There are some pretty typical lead levels found in blood, such as ten micrograms per deciliter in adults and five or below in children by comparison. However, pre-industrial civilizations were found to average around point zero one six micrograms per deciliter. There are no good lead levels in the blood, and we want to make sure that we are mitigating that as much as possible.

Safety Measures

It’s very important to mitigate your lead exposure. If you feel that you are regularly exposed to lead at high concentrations, you should be tested regularly. When it comes to mitigating lead exposure, there are some very simple but proactive measures that you should be taking when firing a gun. The first thing that I would like to recommend is wearing shooting gloves. The very first point of contact that creates lead exposure is usually going to be your hands. If you can help prevent your hands from getting dirty in the first place, all the better. The largest vector for lead exposure is going to be through your face. Either from ingesting and breathing lead particulates and vapor. For that reason, you may want to consider wearing a respirator when you shoot.

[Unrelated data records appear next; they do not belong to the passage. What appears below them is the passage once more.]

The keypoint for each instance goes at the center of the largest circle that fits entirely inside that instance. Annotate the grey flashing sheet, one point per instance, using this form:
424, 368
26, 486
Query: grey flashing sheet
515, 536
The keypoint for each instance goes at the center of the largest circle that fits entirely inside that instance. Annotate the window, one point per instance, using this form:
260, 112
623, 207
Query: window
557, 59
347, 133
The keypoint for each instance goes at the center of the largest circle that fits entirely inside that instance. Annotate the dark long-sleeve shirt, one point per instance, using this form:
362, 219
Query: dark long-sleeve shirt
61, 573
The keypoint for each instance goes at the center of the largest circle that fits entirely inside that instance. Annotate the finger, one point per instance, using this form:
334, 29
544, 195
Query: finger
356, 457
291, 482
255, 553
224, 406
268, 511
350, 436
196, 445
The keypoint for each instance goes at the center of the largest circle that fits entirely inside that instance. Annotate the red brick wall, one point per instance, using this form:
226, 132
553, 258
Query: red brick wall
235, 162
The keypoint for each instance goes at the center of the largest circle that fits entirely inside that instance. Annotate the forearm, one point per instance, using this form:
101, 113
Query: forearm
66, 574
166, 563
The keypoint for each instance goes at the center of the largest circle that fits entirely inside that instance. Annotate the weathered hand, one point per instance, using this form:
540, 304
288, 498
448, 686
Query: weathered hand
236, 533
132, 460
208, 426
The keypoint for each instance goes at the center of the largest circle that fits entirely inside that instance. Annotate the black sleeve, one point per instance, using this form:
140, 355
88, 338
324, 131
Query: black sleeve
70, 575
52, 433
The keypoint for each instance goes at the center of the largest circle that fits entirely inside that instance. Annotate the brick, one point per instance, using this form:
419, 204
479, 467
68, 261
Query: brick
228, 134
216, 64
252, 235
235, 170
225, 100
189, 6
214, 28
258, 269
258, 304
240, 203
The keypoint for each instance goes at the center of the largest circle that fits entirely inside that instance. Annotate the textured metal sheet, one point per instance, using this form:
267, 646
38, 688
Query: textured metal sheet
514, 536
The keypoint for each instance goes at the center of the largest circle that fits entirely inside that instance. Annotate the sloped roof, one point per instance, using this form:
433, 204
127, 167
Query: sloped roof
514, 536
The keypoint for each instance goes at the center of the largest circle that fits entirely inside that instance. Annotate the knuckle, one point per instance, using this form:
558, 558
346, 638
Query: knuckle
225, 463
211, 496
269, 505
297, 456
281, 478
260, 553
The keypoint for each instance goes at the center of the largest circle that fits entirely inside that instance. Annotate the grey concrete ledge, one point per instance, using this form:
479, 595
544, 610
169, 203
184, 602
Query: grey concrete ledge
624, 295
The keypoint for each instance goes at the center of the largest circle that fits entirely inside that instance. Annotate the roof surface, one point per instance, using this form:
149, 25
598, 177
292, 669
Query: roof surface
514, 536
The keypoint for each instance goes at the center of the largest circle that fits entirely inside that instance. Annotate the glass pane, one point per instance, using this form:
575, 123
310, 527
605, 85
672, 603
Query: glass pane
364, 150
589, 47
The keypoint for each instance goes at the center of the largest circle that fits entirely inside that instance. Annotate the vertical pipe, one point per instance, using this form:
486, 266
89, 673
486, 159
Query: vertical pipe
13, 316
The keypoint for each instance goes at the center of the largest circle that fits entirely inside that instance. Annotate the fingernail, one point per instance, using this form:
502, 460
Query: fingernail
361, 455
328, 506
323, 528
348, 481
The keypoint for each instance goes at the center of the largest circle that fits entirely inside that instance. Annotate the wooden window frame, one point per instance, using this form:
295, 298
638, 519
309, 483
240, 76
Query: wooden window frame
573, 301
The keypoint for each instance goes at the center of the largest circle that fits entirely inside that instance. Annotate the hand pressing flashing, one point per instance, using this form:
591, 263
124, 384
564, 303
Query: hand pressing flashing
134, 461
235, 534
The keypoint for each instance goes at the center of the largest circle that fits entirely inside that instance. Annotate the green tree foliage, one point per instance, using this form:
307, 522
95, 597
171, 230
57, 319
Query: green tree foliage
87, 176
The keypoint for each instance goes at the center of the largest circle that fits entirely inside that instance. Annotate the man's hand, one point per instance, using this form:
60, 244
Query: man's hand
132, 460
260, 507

Another thing to keep in mind is your ammunition type. Shooting fully jacketed ammunition greatly reduces the amount of exposure from the round itself. Aside from the gear, there are some very good habits to practice when shooting and handling firearms. The largest thing, as I said before, is your face. You want to make sure that you’re not getting stuff on your face, you’re not absorbing it through your skin, you’re not breathing it, you’re not eating it, you’re not putting it on your hair for it to get on something else later. Therefore you want to make sure that you’re not eating or drinking at the range with your bare hands. If you are eating, you need to use some sort of wrapper as a barrier to whatever you are consuming and that you are not touching on the surfaces that come in contact with your mouth.

Getting the Lead Off

How do you get the lead off? Well, you can get Lead Off Wipes. This is a wipe that helps bond to lead particulates and removes whatever lead particulates are on that surface that it comes in contact with. There’s also D-lead wipes. There’s also D-lead hand soap that you can wash your hands with. This is great for wiping off your face after shooting, wiping off your hands, your arms, etc. It’s also great to wipe off the surface of your guns so that when you’re handling your guns and training at home doing dry fire practice, you have a little bit less exposure.

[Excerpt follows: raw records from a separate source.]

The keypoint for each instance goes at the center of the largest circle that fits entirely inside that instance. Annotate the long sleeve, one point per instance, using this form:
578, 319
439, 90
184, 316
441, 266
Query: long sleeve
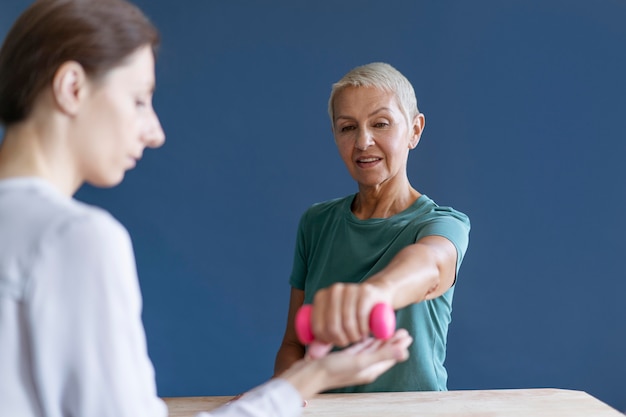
275, 398
89, 355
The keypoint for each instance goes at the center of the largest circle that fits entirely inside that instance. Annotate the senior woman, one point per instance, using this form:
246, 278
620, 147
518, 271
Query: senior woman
386, 243
76, 84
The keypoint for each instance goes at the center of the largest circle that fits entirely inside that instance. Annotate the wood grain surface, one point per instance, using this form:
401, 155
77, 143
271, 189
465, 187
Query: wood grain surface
484, 403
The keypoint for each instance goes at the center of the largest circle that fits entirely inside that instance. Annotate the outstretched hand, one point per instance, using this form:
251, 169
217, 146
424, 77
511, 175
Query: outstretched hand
365, 361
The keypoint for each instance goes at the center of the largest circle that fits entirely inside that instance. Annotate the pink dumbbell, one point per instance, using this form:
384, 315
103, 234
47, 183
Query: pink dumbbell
382, 322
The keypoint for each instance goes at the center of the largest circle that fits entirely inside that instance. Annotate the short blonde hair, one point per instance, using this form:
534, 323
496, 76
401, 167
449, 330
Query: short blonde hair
378, 75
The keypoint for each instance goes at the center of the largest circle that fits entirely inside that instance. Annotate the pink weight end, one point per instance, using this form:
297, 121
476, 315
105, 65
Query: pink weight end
382, 321
303, 324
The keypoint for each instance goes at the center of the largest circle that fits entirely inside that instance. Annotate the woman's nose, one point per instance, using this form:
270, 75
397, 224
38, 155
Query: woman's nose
154, 135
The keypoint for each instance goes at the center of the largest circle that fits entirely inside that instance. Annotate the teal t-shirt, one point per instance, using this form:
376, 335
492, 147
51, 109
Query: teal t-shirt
333, 245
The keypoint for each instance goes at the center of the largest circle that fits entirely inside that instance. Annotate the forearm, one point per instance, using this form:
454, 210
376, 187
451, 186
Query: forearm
419, 272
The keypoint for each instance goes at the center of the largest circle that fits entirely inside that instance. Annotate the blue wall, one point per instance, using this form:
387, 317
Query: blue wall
525, 105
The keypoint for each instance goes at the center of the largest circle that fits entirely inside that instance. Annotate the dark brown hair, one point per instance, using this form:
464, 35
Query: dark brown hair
98, 34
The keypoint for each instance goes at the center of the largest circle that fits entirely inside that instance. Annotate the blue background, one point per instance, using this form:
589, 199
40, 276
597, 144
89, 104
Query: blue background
525, 105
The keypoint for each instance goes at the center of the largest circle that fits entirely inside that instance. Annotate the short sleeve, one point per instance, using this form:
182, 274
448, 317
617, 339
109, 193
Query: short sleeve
451, 224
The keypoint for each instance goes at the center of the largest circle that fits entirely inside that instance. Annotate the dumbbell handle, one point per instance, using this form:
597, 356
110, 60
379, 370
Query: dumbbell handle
382, 322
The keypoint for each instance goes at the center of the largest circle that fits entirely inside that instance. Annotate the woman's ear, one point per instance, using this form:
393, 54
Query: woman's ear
418, 127
68, 87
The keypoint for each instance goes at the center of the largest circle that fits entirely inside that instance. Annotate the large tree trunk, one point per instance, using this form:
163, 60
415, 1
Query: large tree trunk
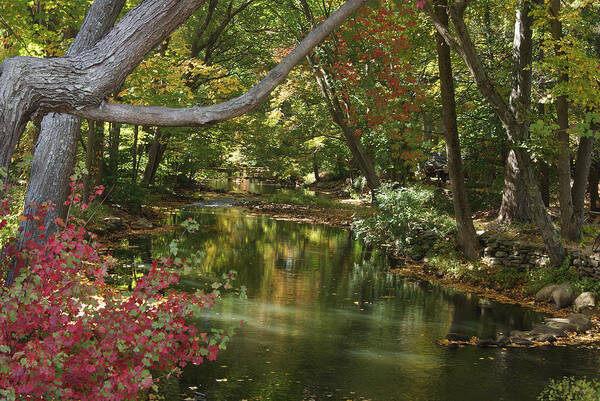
569, 229
515, 205
513, 115
467, 237
79, 84
56, 147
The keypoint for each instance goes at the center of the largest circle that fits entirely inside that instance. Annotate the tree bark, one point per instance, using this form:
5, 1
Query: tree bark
136, 130
513, 115
514, 206
94, 157
545, 182
467, 237
113, 153
594, 179
56, 148
569, 229
79, 84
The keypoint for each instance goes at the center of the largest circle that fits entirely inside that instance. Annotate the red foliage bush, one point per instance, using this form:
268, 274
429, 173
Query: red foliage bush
65, 335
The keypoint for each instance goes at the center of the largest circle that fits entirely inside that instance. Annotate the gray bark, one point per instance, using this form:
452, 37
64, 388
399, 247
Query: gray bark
56, 148
513, 116
467, 237
79, 84
136, 131
94, 157
115, 141
568, 227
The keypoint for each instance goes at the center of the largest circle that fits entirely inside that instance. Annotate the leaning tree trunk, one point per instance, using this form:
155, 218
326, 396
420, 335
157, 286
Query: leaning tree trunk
56, 148
467, 237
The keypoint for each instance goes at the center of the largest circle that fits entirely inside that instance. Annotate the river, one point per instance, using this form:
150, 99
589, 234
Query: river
325, 320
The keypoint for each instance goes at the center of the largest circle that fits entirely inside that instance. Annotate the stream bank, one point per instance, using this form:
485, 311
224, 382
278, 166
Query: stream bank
339, 214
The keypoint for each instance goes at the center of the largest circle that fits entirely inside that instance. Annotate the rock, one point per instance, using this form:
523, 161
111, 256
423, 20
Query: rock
502, 340
586, 300
560, 324
580, 321
563, 295
542, 332
142, 224
457, 337
486, 343
521, 341
485, 303
545, 294
112, 223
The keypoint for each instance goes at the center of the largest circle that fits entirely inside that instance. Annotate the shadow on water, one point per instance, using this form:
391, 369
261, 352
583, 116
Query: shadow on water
326, 321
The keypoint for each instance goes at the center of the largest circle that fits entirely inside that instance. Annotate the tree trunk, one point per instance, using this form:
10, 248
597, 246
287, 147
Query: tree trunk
158, 146
569, 228
56, 147
79, 84
545, 182
467, 237
136, 130
594, 179
359, 153
513, 115
93, 160
515, 206
113, 153
316, 167
582, 172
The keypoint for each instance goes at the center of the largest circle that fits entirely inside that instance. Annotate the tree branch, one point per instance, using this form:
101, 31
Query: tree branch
197, 116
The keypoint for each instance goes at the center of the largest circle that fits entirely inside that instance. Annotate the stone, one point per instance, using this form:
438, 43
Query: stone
585, 300
142, 224
486, 343
110, 224
560, 323
580, 322
521, 341
485, 303
545, 294
457, 337
563, 295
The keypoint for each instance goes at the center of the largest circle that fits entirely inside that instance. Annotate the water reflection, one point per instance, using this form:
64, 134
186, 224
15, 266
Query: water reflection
326, 322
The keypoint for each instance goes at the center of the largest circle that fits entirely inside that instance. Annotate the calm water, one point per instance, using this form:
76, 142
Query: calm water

When I get home from a day at the range, I like to keep everything very well contained and not in contact with the rest of the stuff I interact with daily. That means taking my shoes off at the outside of the door, not tracking it inside, and getting stuff everywhere. I put those shoes in a plastic bag. I then store that away, and that way, they’re all nicely contained. I do clean off those surfaces so that no one else touches that and then spreads lead all over the place. You want to make sure that you’re treating the stuff like anthrax.

Basically, you want everything that comes in contact with any lead and surface to be thoroughly cleaned and that you are mitigating that exposure as much as possible. I really want to stress that kids and pets are very susceptible to lead exposure. So that being said, you want to make sure that they’re not coming up to you when you get home and giving you a big old hug. You want to make sure they’re staying away from you until you’re thoroughly decontaminated.

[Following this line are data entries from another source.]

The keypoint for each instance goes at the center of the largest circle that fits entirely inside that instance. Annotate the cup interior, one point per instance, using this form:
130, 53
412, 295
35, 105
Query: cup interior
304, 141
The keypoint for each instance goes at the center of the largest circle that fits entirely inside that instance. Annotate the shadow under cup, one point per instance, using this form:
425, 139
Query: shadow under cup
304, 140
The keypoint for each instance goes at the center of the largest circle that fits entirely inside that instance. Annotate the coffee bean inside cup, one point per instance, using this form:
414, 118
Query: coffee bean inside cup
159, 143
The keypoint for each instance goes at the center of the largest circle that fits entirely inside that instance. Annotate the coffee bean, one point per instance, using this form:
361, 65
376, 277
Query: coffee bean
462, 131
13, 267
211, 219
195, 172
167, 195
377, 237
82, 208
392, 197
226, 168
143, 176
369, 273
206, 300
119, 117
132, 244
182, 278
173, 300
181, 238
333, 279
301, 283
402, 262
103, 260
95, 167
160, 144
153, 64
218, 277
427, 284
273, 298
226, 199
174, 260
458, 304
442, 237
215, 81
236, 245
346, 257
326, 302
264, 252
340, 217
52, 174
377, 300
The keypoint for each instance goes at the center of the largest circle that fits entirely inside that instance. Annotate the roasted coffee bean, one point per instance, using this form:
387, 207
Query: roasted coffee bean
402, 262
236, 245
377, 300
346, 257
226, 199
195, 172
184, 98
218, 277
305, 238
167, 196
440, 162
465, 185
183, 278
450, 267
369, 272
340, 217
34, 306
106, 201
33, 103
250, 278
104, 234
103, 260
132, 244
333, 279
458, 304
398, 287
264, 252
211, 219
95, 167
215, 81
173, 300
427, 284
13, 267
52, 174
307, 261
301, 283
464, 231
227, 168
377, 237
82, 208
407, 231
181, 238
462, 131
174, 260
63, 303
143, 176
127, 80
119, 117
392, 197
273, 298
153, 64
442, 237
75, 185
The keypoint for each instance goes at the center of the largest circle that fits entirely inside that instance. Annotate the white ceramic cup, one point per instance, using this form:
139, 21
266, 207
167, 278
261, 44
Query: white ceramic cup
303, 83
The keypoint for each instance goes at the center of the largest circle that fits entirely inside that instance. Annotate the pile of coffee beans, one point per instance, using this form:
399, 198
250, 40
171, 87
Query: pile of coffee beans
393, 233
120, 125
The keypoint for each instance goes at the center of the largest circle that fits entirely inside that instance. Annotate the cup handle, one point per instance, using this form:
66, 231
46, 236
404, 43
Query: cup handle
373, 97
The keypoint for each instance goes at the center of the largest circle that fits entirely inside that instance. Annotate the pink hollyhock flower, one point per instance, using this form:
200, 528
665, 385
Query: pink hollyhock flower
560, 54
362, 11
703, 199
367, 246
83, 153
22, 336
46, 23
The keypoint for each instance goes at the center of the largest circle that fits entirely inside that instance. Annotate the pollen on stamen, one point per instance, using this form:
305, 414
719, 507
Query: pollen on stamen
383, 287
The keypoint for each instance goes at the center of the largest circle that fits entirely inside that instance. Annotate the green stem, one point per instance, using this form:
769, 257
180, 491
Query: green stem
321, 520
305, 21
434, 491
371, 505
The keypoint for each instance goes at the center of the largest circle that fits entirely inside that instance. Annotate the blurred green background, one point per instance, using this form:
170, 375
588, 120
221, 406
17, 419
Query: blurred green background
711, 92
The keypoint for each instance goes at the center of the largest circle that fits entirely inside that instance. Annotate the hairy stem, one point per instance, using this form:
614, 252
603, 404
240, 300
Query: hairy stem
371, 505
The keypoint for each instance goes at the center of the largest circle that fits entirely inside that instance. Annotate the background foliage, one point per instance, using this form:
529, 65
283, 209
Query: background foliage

If it helps, I would probably bring a change of clothing to the range to change into. So when you come home, you are a little bit cleaner at least. Also, with pets, keep in mind that they do like their paws. So again, if you’re getting anything on the surface of your floor, be sure it’s cleaned afterward.


Owning firearms is a huge responsibility. You need to take ownership of every effect that ensues and follows your usage of a firearm. That means not only owning where the bullet lands but also all the effects that come after. That includes long-term effects like lead exposure. Please make sure that you are mitigating that and that you are keeping yourself safe and everyone you care about and love.